Tattersall considera il linguaggio come “virtualmente sinonimo con il pensiero simbolico”. Se vogliamo elaborare tale affermazione, uno degli iniziatori dei simposi Royaumont-MIT, il premio Nobel Francois Jacob, osservò che “il ruolo del linguaggio come sistema di comunicazione tra individui sarebbe sorto solo come effetto secondario”. Alla conferenza del 1974 Salvador Luria, premio Nobel come Jacob, fu il più strenuo sostenitore dell’idea che i bisogni comunicativi non avessero fornito “nessuna grande pressione selettiva per produrre un sistema come il linguaggio”, con la sua cruciale connessione con la “formazione del pensiero astratto o produttivo”. “La qualità del linguaggio che lo rende unico non sembra essere tanto il suo ruolo nel comunicare istruzioni per azioni” o altre caratteristiche comuni della comunicazione animale, continua Jacob, quanto piuttosto “il suo ruolo nel simbolizzare, evocare immagini cognitive”, nel “plasmare” la nostra nozione di realtà e produrre le nostre capacità di pensiero e di pianificazione, attraverso la sua proprietà unica di permettere “infinite combinazioni di simboli” e quindi “la creazione mentale di mondi possibili”, idee che risalgono alla rivoluzione cognitiva del XVII secolo. Jacob sottolineò anche la percezione comune che le risposte alle domande sull’evoluzione “nella maggior parte dei casi... difficilmente possono andare al di là di speculazioni più o meno ragionevoli”.

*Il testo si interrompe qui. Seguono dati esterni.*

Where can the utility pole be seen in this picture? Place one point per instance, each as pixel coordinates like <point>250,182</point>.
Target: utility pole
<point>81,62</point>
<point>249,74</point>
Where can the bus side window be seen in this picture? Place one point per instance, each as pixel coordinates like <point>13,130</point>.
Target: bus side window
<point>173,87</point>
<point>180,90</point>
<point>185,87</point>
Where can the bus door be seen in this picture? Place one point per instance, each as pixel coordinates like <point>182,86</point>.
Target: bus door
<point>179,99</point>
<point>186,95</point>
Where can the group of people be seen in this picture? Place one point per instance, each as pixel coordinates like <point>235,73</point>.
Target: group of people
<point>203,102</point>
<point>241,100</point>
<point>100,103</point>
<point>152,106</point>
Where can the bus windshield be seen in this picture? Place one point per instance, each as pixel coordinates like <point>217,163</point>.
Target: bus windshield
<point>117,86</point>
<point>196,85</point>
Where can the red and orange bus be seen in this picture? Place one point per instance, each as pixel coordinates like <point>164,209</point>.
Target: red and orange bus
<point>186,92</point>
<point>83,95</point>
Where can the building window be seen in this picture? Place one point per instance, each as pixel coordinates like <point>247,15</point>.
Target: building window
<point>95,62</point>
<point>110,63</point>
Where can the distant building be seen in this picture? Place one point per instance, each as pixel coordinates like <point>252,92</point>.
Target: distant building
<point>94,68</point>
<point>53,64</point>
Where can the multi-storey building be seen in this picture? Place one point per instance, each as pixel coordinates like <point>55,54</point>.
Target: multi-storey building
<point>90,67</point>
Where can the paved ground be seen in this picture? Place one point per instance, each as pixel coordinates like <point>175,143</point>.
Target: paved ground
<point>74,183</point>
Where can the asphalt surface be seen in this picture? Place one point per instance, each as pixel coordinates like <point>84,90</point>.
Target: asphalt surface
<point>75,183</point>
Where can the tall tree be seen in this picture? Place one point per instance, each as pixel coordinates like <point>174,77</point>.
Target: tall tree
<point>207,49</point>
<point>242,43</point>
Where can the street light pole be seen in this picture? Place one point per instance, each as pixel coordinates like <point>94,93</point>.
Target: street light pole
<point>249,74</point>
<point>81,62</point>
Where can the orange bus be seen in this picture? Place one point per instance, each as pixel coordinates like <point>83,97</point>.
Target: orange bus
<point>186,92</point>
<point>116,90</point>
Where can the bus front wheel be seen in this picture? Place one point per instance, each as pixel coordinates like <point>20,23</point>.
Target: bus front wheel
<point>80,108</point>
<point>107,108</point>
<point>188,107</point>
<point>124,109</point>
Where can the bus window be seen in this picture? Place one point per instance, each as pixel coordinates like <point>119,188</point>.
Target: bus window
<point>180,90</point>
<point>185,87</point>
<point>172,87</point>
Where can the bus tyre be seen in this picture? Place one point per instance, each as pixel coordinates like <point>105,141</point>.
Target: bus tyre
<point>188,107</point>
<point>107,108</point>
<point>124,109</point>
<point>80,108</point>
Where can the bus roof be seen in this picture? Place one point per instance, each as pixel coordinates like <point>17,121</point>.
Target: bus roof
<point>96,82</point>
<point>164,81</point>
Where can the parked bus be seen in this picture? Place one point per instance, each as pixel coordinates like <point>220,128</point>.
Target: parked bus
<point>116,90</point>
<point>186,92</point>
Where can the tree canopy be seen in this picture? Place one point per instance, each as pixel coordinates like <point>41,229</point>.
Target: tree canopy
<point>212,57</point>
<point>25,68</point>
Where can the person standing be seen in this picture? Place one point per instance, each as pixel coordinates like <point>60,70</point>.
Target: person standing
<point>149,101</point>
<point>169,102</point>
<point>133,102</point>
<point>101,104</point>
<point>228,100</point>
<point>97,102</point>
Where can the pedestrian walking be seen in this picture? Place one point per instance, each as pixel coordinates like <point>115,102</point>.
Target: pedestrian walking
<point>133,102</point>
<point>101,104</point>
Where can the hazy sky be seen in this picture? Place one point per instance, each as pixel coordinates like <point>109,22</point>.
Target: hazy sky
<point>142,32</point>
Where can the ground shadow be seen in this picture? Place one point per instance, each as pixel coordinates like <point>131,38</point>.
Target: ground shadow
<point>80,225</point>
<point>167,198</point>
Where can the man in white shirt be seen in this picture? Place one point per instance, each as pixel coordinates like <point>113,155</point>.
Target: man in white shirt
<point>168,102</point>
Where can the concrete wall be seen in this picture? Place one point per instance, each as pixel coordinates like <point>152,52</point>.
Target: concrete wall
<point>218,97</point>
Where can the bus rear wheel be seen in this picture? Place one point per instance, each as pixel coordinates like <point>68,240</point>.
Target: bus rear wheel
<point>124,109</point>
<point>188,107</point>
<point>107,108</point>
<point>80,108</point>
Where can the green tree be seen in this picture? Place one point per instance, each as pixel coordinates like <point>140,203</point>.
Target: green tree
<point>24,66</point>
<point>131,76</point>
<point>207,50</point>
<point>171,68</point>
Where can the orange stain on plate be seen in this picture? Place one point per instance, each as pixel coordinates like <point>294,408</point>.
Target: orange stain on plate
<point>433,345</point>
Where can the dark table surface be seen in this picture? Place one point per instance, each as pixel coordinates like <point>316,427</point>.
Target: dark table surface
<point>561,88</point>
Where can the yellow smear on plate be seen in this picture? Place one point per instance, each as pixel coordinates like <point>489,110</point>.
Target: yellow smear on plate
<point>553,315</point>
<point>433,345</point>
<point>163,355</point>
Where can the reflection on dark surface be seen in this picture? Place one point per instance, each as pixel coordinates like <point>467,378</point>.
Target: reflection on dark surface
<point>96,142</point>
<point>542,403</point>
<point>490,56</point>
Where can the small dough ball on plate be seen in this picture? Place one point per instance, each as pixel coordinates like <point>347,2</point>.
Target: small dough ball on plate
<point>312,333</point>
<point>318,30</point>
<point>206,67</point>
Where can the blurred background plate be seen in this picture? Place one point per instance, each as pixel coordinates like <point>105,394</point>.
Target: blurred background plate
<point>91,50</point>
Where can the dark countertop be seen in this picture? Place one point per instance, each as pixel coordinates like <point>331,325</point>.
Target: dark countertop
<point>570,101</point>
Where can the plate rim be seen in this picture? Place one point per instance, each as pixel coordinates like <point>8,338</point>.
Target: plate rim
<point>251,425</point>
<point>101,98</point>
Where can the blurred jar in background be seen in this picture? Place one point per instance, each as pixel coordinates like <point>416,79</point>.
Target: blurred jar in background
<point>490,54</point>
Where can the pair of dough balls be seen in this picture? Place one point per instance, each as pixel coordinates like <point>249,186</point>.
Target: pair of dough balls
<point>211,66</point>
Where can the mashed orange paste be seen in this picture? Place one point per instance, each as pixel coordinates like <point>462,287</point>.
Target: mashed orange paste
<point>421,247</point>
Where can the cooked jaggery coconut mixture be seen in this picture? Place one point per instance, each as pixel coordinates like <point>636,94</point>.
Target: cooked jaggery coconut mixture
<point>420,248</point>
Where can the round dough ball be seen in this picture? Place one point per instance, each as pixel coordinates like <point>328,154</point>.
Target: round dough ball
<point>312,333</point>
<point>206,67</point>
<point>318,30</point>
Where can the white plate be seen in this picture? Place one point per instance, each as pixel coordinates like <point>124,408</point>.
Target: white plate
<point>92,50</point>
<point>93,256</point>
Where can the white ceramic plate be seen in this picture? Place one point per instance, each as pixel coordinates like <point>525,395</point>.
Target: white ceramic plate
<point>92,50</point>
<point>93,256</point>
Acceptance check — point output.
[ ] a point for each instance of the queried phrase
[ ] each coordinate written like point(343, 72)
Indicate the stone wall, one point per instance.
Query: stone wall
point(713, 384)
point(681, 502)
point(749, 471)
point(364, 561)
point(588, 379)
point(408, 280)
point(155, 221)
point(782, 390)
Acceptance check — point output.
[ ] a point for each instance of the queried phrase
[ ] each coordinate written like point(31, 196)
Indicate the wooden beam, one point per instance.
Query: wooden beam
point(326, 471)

Possiamo aggiungere un’altra intuizione della filosofia del XVII e XVIII secolo, con radici che risalgono fino all’analisi di Aristotele su quelle che più tardi furono interpretate come entità mentali: che perfino i concetti più elementari del linguaggio umano non sono in relazione con oggetti indipendenti dalla mente secondo una qualche relazione referenziale tra simboli e caratteristiche fisiche identificabili del mondo esterno, come sembra essere universale nei sistemi di comunicazione animale. Sono piuttosto creazioni dei “poteri conoscitivi” che ci forniscono di mezzi ricchi per riferirci al mondo esterno da precise prospettive, ma sono individuati da operazioni mentali che non possono essere ridotte a una “particolare natura che appartiene” alla cosa di cui stiamo parlando, come Hume riassunse un secolo di interrogativi. Queste sono osservazioni critiche riguardanti la semantica elementare del linguaggio naturale, che suggeriscono che i suoi elementi più primitivi siano correlati al mondo indipendente dalla mente nello stesso modo in cui lo sono gli elementi interni della fonologia, cioè non da una relazione di tipo referenziale ma come parte di un tipo di concezione ed azione considerevolmente più intricati. È per ragioni come questa, anche se non afferrate chiaramente a quel tempo, che i primi lavori negli anni Cinquanta adottarono una specie di “teoria d’uso del significato”, in pratica nel senso di John Austin e del tardo Wittgenstein: il linguaggio era concepito come uno strumento complesso, messo in uso per vari scopi umani, che genera espressioni costruite con gli elementi fondamentali del linguaggio, ognuna di esse basicamente una struttura di istruzioni per l’uso.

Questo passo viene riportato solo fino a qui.